My point was that if you can estimate it ("have the list of those 10
OIDs"), then you can just fetch it. This does send "quite a bit of
OIDs", as you said below - I'll address it below.

> > Another possible solution that has been discussed before (but a much
> > more involved one) is to teach Git to be able to serve results of
> > computations, and then have "blame" be able to stitch that with local
> > data. (For example, "blame" could check the history of a certain path to
> > find the commit(s) that the remote has information of, query the remote
> > for those commits, and then stitch the results together with local
> > history.) This scheme would work not only for "blame" but for things
> > like "grep" (with history) and "log -S", whereas
> > "--filter=sparse:parthlist" would only work with "blame". But
> > admittedly, this solution is more involved.
> 
> I understand that you're basically talking about implementing 
> prefetching in git itself?

No - I did talk about prefetching earlier, but here I mean having Git on
the server perform the "blame" computation itself.

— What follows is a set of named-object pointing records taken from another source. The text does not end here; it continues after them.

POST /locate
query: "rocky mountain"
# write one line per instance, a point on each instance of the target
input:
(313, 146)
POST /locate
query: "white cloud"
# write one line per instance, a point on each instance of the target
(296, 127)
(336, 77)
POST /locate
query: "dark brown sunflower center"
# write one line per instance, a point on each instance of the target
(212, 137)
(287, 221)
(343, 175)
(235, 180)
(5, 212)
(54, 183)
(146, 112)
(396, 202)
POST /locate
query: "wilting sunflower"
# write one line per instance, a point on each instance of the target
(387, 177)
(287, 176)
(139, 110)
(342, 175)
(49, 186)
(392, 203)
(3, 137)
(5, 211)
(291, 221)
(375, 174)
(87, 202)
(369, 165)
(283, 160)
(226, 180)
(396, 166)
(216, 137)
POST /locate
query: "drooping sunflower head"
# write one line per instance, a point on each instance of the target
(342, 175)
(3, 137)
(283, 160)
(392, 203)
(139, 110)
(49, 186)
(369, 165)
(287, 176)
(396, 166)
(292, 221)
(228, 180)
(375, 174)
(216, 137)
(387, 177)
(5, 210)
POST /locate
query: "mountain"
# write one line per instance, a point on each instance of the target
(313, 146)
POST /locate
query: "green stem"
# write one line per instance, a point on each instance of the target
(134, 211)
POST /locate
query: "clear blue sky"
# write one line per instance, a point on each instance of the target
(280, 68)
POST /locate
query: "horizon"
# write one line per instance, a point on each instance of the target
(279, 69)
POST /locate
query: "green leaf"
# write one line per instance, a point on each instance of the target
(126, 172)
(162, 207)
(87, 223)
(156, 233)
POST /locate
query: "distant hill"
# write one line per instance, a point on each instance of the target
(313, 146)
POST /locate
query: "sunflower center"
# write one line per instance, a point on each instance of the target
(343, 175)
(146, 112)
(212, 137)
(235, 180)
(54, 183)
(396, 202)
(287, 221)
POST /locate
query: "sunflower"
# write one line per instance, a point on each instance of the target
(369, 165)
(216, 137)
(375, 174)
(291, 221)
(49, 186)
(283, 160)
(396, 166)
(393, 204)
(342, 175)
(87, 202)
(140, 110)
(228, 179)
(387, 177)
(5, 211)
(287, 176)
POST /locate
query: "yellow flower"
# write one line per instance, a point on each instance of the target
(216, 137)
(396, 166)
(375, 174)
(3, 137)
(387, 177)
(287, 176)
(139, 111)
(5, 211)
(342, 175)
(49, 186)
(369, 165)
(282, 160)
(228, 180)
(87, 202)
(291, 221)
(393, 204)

For example, let's say I want to run "blame" on foo.txt at HEAD. HEAD
and HEAD^ are commits that only the local client has, whereas HEAD^^ was
fetched from the remote. By comparing HEAD, HEAD^, and HEAD^^, Git knows
which lines come from HEAD and HEAD^. For the rest, Git would make a
request to the server, passing the commit ID and the path, and would get
back a list of line numbers and commits.

> To my understanding, this will still need 
> either the command I suggested, or implement graph walking with massive 
> OID requests as described above in 1)2)3)4). The latter will not require 
> protocol changes, but will involve sending quite a bit of OIDs around.

Yes, prefetching will require graph walking with large OID requests but
will not require protocol changes, as you say. I'm not too worried about
the large numbers of OIDs - Git servers already have to support
relatively large numbers of OIDs to support the bulk prefetch we do
during things like checkout and diff.